Tuesday, 7 March 2017

Quayde LaHüe - Quayde LaHüe (2016)

Randy Quayde LaHüe

Behind this peculiar band name hides a solid traditional metal/rock band with a strong sense of originality and a take no prisoners approach. The band is quite elusive on the omnipotent internets outside of their Bandcamp page but let it be known that they share three of their members with the excellent Christian Mistress also from the Pacific Northwest area.

The comparisons between the two bands being inevitable, I'll play the game. They're both fronted by women who have more in common the rough 80s days of heavy metal (see Acid or Détente) than anything with corsets released by Nuclear Blast or Century Media. The vox of Jenna Fitton have this natural way to charm you with how imperfect and cozy they are. She just rocks hard and it's truly fun to hear. It's just much more interesting than yet another diva who went to music school. They also evolve in the same nice but CM are more metallic. If you like the Christine Davis' band, you'll surely like this one as well. They like their music groovy, sad but hopeful and with a strong dark imagery.

The riffs of Diedrich and Wulf (not a German band, guys) are infectious and melodic in their lo-fi feel and their simplicity. They have good ears for hooks and catchy leads without turning the whole thing into a technical snooze fest. They worship Thin Lizzy and the rockier side of NWOBHM and you should too.

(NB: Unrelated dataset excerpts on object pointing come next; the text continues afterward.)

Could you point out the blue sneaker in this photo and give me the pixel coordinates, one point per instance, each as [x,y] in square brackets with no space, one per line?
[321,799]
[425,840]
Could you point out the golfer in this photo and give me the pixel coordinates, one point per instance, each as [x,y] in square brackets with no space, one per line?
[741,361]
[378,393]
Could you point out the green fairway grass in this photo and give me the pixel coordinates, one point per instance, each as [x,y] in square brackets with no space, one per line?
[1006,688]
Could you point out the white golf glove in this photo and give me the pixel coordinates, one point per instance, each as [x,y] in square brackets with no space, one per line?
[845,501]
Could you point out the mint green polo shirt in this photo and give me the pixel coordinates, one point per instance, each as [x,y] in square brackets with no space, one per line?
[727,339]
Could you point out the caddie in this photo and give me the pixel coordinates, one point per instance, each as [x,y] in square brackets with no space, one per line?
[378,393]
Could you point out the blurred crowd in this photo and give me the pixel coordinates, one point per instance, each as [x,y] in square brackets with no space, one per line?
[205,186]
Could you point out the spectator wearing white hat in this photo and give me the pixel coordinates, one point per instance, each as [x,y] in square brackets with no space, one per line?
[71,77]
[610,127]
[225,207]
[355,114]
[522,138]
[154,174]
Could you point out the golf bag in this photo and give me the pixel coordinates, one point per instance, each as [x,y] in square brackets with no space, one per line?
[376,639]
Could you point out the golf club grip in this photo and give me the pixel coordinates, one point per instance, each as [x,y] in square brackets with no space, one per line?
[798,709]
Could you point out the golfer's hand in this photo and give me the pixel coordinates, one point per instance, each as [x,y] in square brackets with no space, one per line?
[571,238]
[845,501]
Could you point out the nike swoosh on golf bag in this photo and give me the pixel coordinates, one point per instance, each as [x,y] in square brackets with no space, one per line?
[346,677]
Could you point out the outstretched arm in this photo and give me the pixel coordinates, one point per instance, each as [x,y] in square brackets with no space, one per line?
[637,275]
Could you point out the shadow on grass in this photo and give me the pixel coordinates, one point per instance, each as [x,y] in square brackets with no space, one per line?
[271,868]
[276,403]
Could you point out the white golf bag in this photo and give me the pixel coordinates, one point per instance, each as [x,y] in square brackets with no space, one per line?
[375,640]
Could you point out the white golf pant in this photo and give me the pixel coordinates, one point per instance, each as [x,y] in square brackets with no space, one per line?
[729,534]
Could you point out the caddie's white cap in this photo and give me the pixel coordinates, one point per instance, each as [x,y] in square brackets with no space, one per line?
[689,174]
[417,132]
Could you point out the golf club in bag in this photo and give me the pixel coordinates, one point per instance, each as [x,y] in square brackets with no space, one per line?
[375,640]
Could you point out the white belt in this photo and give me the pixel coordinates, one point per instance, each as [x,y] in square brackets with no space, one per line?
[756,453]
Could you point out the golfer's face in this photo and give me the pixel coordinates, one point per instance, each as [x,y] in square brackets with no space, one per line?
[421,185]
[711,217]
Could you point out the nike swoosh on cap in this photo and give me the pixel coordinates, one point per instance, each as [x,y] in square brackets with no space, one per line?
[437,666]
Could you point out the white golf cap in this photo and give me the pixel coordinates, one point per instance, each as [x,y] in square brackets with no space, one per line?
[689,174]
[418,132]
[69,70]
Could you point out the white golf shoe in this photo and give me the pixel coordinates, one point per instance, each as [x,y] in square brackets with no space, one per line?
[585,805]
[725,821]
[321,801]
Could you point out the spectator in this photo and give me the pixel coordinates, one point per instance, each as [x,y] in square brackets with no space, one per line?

This twenty-five minutes release is also quite varied. Alternating from mid-paced quasi ballads ("Same Old Song") to melancholic riffier affairs like the opener "I Am Unworthy", Quayde LaHüe are keeping things slow, sad and loose. The production is tight though and it makes you feel like you're right there with the quintet in their rehearsal room. Sometimes modern heavy metal is a crunchier and heavier version of past oeuvres but this retains the same atmosphere as many bands from the formative days of the genre. Days where the line between rock and metal wasn't set in stone.

This first release is right there with Angel Sword, Legionnaire or Scalare as far as heavy metal is concerned. It's classic stuff with a distinctive and voluntarily amateurish sound that is miles ahead of their "well produced" peers catering to newcomers who just discovered Battle Beast. This is a super good EP, I can't wait to hear more stuff from this band.